In a move that could spare huge numbers of dogs and cats untold suffering, Victorian Agriculture Minister Jaala Pulford has announced the state government’s plans to ban large-scale breeding facilities:
This state-wide ban – slated to be introduced by the end of the year – will be the first of its kind in Australia and will put pressure on other states to follow suit.
Discussing the need for national legislation, Oscar’s Law reports:
The industry are trying to fight back so the legislation fails to pass.
We know this legislation will work. The puppy farmers know it will too, which is why some of the larger puppy factories have already purchased properties in [Queensland] and recently [New South Wales]. One puppy farmer has just spent $520,000 on land to relocate 150 breeding dogs out of Victoria.
It is vital that this legislation is supported and passed in Victoria, and then in other states so we have national consistency and shut down this industry once and for all.
Although it won’t end the breeding of dogs altogether, the new legislation will restrict breeding facilities to a maximum of 10 dogs and limit the number of litters per dog used for breeding to five. Pet shops will be allowed to sell only puppies and kittens from rescue organisations.

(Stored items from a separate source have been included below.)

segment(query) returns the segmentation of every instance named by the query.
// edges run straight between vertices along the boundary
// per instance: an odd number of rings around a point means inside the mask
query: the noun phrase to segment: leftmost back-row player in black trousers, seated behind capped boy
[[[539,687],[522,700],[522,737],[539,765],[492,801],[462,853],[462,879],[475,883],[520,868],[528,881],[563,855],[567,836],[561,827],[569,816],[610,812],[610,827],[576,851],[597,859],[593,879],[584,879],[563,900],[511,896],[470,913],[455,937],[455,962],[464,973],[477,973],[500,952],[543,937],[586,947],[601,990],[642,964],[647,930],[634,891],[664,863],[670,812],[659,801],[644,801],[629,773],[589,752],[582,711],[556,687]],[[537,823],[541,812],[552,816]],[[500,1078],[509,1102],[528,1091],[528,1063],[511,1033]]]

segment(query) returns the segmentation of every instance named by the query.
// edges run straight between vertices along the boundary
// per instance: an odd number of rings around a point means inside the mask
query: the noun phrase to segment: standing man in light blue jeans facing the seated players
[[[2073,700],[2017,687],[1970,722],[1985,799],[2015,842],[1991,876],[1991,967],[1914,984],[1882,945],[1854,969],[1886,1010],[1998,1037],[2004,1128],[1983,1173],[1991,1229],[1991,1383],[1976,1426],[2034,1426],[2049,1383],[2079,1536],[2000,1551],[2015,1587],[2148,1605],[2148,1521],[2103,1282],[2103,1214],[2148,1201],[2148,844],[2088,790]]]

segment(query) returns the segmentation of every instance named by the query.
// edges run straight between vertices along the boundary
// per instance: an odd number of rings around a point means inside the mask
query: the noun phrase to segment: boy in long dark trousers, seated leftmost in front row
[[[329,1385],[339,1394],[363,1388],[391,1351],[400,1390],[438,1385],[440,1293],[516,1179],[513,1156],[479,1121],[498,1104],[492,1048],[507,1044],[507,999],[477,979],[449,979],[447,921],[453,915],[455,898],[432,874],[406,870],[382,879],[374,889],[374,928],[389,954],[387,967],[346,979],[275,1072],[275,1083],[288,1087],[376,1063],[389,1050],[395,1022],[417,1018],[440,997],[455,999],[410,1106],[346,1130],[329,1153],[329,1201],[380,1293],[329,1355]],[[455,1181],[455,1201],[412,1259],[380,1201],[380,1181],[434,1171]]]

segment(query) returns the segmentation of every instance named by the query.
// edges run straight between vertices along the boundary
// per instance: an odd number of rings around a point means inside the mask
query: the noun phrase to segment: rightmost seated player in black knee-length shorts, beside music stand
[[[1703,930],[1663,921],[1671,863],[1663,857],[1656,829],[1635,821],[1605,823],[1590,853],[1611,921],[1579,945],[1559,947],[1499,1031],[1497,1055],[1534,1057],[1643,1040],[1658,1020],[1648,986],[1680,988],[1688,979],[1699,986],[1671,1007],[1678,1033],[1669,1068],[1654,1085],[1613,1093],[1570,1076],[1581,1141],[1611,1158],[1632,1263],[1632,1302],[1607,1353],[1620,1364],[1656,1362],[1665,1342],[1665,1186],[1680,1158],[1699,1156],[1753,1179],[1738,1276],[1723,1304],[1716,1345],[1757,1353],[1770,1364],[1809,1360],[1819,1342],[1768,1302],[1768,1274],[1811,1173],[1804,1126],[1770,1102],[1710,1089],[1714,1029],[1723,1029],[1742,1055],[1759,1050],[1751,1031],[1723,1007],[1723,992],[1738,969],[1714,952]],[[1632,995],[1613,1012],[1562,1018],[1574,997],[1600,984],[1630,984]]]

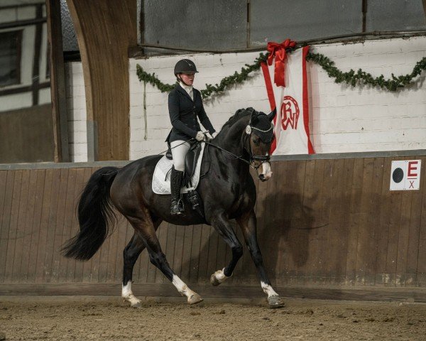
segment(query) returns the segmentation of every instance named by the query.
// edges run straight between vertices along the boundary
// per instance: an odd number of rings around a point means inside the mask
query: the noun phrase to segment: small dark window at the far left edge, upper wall
[[[0,32],[0,87],[21,82],[22,30]]]

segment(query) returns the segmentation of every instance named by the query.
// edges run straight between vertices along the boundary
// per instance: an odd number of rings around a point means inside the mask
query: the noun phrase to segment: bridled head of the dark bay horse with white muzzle
[[[272,176],[269,151],[275,138],[272,121],[276,113],[276,109],[270,114],[253,110],[249,124],[246,126],[246,134],[249,135],[250,161],[254,164],[261,181],[266,181]]]

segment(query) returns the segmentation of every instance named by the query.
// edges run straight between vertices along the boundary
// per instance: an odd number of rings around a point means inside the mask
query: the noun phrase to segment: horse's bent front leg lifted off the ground
[[[218,215],[214,215],[212,217],[211,223],[214,229],[217,230],[217,232],[224,239],[226,244],[229,245],[232,251],[232,259],[229,262],[228,266],[224,267],[224,269],[222,270],[217,270],[210,277],[210,283],[212,283],[213,286],[219,286],[219,284],[223,283],[226,278],[232,276],[232,272],[235,269],[236,263],[243,255],[243,247],[241,246],[241,243],[236,237],[231,222],[229,222],[223,212],[219,213]]]

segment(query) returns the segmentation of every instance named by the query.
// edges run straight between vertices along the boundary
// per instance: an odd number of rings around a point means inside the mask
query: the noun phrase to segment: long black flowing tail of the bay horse
[[[78,202],[80,232],[62,247],[64,256],[86,261],[107,239],[111,223],[116,222],[109,190],[118,169],[104,167],[89,178]]]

Why Angry Breeders Are Missing the Point
The ABC recently reported on this story and publicised interviews with both a breeder and a pet-shop owner.
Both spoke out against the proposed changes and were quick to defend their “high standards” of caring for animals.
What both failed to acknowledge, though, is that all breeding is highly problematic – whether animals come from an industrial-scale puppy factory or a small home business.
More than 200,000 healthy dogs and cats are euthanised in Australia every year, simply because there aren’t enough good homes for them.
Every time someone brings another animal into the world, others who are languishing in shelters lose a chance at finding a family.
No matter how high the “welfare standards”, we simply cannot continue to breed dogs and cats when we have such a huge overpopulation problem.
And of course, time and time again, we’ve seen cats and dogs suffering from abuse and neglect in breeding facilities across the nation. We simply can’t trust these facilities – especially those that operate on a large scale – to meet the complex social, physical, and emotional needs of cats and dogs.
We must also acknowledge the associated health risks when we breed animals to display so-called “desirable traits” or create “designer breeds”.
Great Leaps Forward
The Victorian Government’s new legislation will go a long way towards addressing many of the issues involving the breeding and sale of dogs and cats in the state. Other states must indeed follow suit, and we must see mass breeding and pet-store sales of dogs and cats end in Australia.
Other parts of the country have also begun introducing mandatory desexing and microchipping of companion animals, which will help curb the overpopulation problem.
We must keep pressure on those states that have yet to take action on these important issues.
How You Can Help
If you already have companion animals in your life, please make sure that they’re desexed and microchipped.
And if you’re thinking about adding a cat or dog to your family, please adopt from an animal shelter and encourage everyone you know to do the same.